Малышка быстро утомилась и уснула. Не знаю, досталось ли ей что на завтрак. Я осторожно положила её обратно. А через три дня девочка уже переехала в мою палату и спала возле моей кровати.
— Немного вес наберем, — сказал мне Анатолий Васильевич. — И можно домой. Все у вас хорошо, все замечательно.
Вечером четвертого дня, когда девочка спала, впрочем, она спала большую часть своего времени, даже не верится, что это именно она с таким азартом барахталась в моём животе, мой телефон тренькнул. Я было испугалась, что это мама — я так и не сказала ей ничего. Но это была Эльза.
«Поздравляю!»
И все. Я надеялась, что этим все и обойдётся. Но тогда, пожалуй, следовало бы признать, что Эльза изменилась, а это, наверное, в принципе невозможно. На следующий день, воскресный, когда все, кому было позволено, сбежали со своими младенцами домой, когда тихий час сморил сном всех оставшихся, лишь только жужжала одиноко застрявшая меж рам муха, Эльза пришла. Я подняла голову, увидела её в дверях. С букетом, на лице улыбка в тридцать два зуба, в глазах неуверенность. Как её вообще только сюда пропустили? А впрочем, когда ей мешали запреты?
— Можно? — нарочито робко спросила она.
— Заходи уж, — хмыкнула я.
Я уже чувствовала себя увереннее. Ко мне возвращалась уверенность в силе и крепости своего тела. Мой живот, так и не ставший таким же гигантским, как у Вики, стремительно втягивался. Мне нравилась лёгкость, с которой я могу передвигаться, что я могу спокойно сходить в душ, пока малышка спит, нравилось быть лёгкой, да, такой я себя и чувствовала — воздушной, как пушинка.
Эльза прошла, положила на тумбу букет цветов, на соседнюю, так и оставшуюся пустой постель ворох пакетов.
— Девочка? — спросила вновь, склоняясь над ребенком.
— Можно подумать, ты не знаешь.
— Смотри, — Эльза бросилась к своим пакетам и вывалила их содержимое на постель. — Я, конечно, думала, что будет мальчик. Но девочки это здорово, они же, как куклы. Смотри, какие платья! Я все постирала и погладила. Сама.
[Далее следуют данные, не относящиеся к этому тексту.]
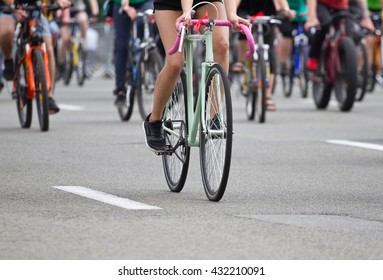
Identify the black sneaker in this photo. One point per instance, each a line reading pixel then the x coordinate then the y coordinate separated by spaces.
pixel 8 72
pixel 52 106
pixel 120 99
pixel 154 135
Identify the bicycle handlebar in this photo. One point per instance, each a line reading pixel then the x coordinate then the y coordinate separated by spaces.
pixel 243 27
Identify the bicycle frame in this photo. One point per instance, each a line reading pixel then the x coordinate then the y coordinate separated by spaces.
pixel 29 42
pixel 300 39
pixel 195 116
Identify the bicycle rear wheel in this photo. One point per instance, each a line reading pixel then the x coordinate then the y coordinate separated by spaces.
pixel 261 88
pixel 149 67
pixel 362 66
pixel 216 133
pixel 24 105
pixel 346 81
pixel 41 89
pixel 81 65
pixel 176 163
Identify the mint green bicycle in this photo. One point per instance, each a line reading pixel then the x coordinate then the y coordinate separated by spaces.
pixel 205 121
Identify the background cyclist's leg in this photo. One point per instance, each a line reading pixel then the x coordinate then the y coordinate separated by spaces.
pixel 122 29
pixel 317 39
pixel 7 23
pixel 147 5
pixel 286 45
pixel 169 74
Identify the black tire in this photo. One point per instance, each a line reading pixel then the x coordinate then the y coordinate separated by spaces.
pixel 125 111
pixel 217 138
pixel 249 90
pixel 81 65
pixel 41 89
pixel 303 75
pixel 68 70
pixel 261 89
pixel 24 105
pixel 321 88
pixel 149 67
pixel 346 82
pixel 373 70
pixel 176 164
pixel 362 73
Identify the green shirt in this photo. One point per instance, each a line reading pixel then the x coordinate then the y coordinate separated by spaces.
pixel 300 7
pixel 131 2
pixel 374 4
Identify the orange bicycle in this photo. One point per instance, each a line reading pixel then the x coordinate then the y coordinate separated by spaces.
pixel 32 77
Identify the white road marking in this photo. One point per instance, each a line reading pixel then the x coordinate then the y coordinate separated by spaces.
pixel 357 144
pixel 70 107
pixel 106 198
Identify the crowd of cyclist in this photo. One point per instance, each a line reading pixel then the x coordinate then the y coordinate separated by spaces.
pixel 314 13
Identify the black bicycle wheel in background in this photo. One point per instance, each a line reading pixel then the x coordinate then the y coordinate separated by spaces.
pixel 149 66
pixel 217 138
pixel 303 75
pixel 176 164
pixel 24 105
pixel 362 65
pixel 41 89
pixel 346 81
pixel 262 86
pixel 249 90
pixel 321 88
pixel 68 70
pixel 81 65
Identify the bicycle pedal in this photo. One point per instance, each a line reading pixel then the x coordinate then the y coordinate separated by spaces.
pixel 168 151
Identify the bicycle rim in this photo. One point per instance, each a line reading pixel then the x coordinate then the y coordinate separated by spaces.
pixel 41 89
pixel 216 139
pixel 176 164
pixel 149 67
pixel 24 105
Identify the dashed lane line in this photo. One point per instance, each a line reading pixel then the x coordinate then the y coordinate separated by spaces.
pixel 357 144
pixel 106 198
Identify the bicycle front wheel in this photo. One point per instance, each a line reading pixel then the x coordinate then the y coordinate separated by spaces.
pixel 216 133
pixel 176 162
pixel 41 89
pixel 346 81
pixel 24 105
pixel 149 67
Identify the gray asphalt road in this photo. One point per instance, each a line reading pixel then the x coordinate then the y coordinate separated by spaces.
pixel 291 193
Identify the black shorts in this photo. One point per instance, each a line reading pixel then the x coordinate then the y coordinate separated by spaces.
pixel 175 5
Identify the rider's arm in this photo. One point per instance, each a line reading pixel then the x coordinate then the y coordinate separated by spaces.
pixel 312 20
pixel 11 2
pixel 94 7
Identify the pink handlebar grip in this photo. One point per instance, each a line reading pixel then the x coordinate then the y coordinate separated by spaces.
pixel 243 27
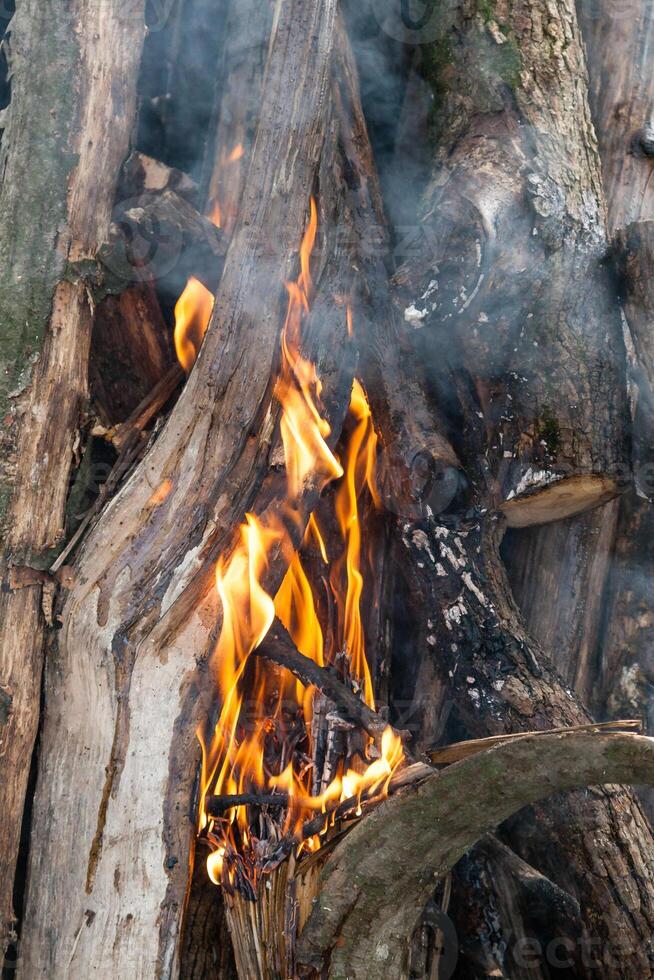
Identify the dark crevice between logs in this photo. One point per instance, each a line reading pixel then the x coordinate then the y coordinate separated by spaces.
pixel 10 960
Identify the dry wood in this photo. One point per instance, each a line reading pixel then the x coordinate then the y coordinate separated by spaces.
pixel 279 648
pixel 417 839
pixel 507 297
pixel 131 351
pixel 619 42
pixel 558 574
pixel 160 234
pixel 142 174
pixel 62 147
pixel 447 754
pixel 143 573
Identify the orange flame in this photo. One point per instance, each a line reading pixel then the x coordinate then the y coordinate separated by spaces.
pixel 235 760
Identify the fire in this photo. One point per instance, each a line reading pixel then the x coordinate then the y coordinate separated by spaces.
pixel 195 305
pixel 192 314
pixel 262 745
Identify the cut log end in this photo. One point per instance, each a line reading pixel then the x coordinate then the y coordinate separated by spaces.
pixel 559 500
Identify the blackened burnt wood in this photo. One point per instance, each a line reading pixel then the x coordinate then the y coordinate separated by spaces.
pixel 278 647
pixel 507 294
pixel 62 148
pixel 619 42
pixel 140 624
pixel 418 837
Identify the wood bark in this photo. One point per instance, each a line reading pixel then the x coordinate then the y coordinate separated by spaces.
pixel 619 42
pixel 418 839
pixel 124 670
pixel 523 334
pixel 510 297
pixel 62 147
pixel 558 574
Она раскладывала прекраснейшие, нежнейшие принцесскины платья, а я смотрела на неё и не знала, как сказать, как донести до неё, что в нашей жизни ей места нет. Эльза замерла с очередным микроскопическим платьицем в руках, словно услышав мои мысли.
— Можно я её подержу?
Я, вздохнув, встала, взяла спящую девочку на руки и подала её Эльзе, а сама осталась стоять рядом, не в силах сделать и шагу назад.
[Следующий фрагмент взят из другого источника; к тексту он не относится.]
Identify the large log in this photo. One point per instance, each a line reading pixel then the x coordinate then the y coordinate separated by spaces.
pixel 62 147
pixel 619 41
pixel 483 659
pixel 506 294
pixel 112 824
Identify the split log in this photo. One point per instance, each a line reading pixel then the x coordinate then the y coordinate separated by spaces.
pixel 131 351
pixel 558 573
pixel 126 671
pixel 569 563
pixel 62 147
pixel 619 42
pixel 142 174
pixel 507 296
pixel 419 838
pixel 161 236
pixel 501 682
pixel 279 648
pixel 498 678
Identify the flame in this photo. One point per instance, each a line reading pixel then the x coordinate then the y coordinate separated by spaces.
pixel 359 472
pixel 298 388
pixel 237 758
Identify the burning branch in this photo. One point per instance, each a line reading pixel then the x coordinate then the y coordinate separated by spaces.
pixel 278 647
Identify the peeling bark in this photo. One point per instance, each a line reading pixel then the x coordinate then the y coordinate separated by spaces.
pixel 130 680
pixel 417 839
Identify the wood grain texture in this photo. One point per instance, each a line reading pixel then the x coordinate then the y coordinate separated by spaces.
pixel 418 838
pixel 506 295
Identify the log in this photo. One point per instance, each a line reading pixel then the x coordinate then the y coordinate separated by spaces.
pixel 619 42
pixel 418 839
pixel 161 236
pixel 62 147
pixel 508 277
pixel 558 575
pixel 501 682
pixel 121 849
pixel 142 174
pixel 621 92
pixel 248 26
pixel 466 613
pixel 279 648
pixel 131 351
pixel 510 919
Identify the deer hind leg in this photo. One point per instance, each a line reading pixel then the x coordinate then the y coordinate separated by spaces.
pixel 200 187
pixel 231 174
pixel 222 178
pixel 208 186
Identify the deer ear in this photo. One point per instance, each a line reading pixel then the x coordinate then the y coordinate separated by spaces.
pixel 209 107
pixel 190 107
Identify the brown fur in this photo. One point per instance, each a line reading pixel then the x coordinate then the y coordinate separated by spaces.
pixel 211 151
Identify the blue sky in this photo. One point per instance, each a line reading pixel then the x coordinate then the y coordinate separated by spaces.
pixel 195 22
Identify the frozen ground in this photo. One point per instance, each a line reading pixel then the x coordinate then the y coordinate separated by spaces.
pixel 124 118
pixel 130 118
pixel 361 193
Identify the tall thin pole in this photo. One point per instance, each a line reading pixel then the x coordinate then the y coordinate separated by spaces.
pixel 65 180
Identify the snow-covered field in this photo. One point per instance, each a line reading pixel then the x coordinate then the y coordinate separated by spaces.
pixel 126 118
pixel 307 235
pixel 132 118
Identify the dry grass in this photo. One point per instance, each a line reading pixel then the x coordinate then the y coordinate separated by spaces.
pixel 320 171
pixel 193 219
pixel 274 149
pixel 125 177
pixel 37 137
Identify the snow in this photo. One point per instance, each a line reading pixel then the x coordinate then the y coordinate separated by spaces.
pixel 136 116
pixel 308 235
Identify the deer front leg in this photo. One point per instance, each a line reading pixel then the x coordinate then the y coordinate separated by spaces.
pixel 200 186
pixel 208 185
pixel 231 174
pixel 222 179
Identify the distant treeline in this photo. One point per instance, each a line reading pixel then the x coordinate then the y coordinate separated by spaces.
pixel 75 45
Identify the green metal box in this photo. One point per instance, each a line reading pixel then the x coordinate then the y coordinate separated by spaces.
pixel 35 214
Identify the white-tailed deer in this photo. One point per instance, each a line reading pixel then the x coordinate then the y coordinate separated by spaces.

— Вот она какая, мечта, — прошептала Эльза и коснулась щечки девочки. — Когда я забеременела, мне семнадцать было. Адама забрали в армию, а у меня задержка. Я написала ему. Он своей бабушке. Уговаривал. Говорил, что служить-то осталось меньше двух лет. А у меня денег не было даже на проезд, представляешь? А как ребёнка от него хотелось… Никогда и ничего я так не хотела, как этого ребёнка. Пошла к бабушке его, а она мне денег на аборт дала. И велела больше не возвращаться. Я слабая, да? Всегда была слабой. Адам сказал, что он заработает мне все деньги. Все деньги мира. Украдет, убьет. Но бог мой, ему было только восемнадцать, и он был так далеко. Он даже убежать не смог, поймали его…Я три дня плакала. Плакала, вспоминала мамкины висящие ноги, слушала, как сам с собой спорит на кухне пьяный отчим, а потом пошла и сделала аборт. И сказала себе, что больше никогда не буду без денег.
Я молчала. А что я могла сказать? Эльза тоже на некоторое время замолчала, вглядываясь в лицо моего ребёнка.
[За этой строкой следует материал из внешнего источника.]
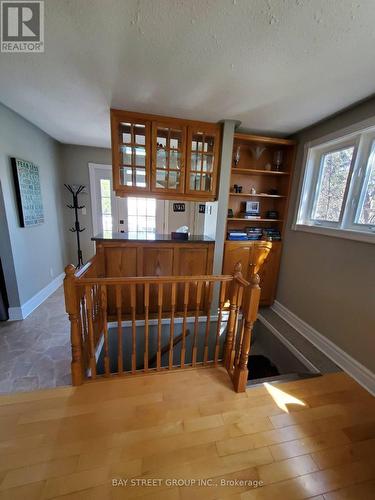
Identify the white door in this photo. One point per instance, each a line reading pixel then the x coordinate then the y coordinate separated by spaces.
pixel 130 214
pixel 103 200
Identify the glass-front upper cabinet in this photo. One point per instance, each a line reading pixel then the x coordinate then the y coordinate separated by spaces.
pixel 202 161
pixel 131 156
pixel 168 157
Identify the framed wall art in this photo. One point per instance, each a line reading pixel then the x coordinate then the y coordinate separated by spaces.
pixel 28 192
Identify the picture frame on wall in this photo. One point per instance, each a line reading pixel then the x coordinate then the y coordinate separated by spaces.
pixel 28 192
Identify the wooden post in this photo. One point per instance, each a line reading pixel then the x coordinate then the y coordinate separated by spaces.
pixel 72 308
pixel 251 311
pixel 228 346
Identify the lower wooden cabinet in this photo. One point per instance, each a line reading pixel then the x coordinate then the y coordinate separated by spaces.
pixel 240 251
pixel 124 259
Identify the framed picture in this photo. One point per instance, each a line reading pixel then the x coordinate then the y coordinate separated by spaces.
pixel 28 192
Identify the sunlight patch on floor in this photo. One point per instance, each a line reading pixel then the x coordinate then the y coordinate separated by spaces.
pixel 281 398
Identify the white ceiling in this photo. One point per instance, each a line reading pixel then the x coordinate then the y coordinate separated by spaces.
pixel 275 65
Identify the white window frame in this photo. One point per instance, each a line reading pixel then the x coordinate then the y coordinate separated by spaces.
pixel 361 137
pixel 119 205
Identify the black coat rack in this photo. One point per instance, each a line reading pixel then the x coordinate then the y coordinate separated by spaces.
pixel 75 191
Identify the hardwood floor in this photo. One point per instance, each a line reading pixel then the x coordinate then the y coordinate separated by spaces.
pixel 189 425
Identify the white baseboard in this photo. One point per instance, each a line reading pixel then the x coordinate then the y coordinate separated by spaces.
pixel 350 365
pixel 19 313
pixel 298 354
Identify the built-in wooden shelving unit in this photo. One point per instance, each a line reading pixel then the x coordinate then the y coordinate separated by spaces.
pixel 255 167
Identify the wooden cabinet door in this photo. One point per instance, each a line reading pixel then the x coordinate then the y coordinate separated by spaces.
pixel 168 158
pixel 155 261
pixel 131 158
pixel 202 161
pixel 235 252
pixel 192 260
pixel 268 275
pixel 242 252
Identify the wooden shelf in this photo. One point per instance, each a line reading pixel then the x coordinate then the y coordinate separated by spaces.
pixel 254 171
pixel 258 195
pixel 265 140
pixel 253 220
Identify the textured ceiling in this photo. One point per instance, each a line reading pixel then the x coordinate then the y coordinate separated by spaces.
pixel 275 65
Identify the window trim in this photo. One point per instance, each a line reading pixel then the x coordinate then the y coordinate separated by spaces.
pixel 361 135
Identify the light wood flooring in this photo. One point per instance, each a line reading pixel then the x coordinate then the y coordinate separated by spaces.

— У неё уже есть имя? — я отрицательно показала головой. — Я сделала все, что бы больше никогда не быть без денег. Адам, как и обещал…и убил, и украл, и заработал…Только понимаешь, не вернуть было ничего. Как не вернуть жизни того ребёнка, которого я убила, заплатив за это деньгами его бабушки. Так и живём теперь. И вместе тошно, и без друг друга никак…
Она тихо заплакала. Её голова была склонена, я не догадывалась, что она плачет, пока не увидела каплю сорвавшуюся с её ресниц и упавшую на хлопок распашонки малышки. Отвернулась, чтобы не смотреть, неловко.
— Знала бы ты, как мне тебя убить хочется, — протянула между тем Эльза, возвращая себе былую уверенность. — Да только не можется. Ты же сама как ребёнок, как убогая, со своими мечтами и верой в сказки. Ну как такую обидеть?
Вернула мне ребёнка и поднялась. Помялась ещё несколько минут. Словно хотела ещё сказать что-то и не находила в себе сил.
— Зато ты сильная, — наконец сказала она. — Если он…Если вдруг…ты сможешь.
И ушла. Я пожала плечами. Эльзу невозможно было анализировать, делать выводы, основываясь на её словах и поведении. Её надо было принимать такой, какая она есть. Я посмотрела на ребёнка, так же внимательно, как доселе смотрела Эльза. Что она хотела увидеть? Сходство с Адамом? В этом маленьком личике с сосредоточенно насупленными крошечными бровками не было ничего знакомого. По крайней мере, пока. Малышка была сама собой, вовсе не продолжением кого-либо из родителей.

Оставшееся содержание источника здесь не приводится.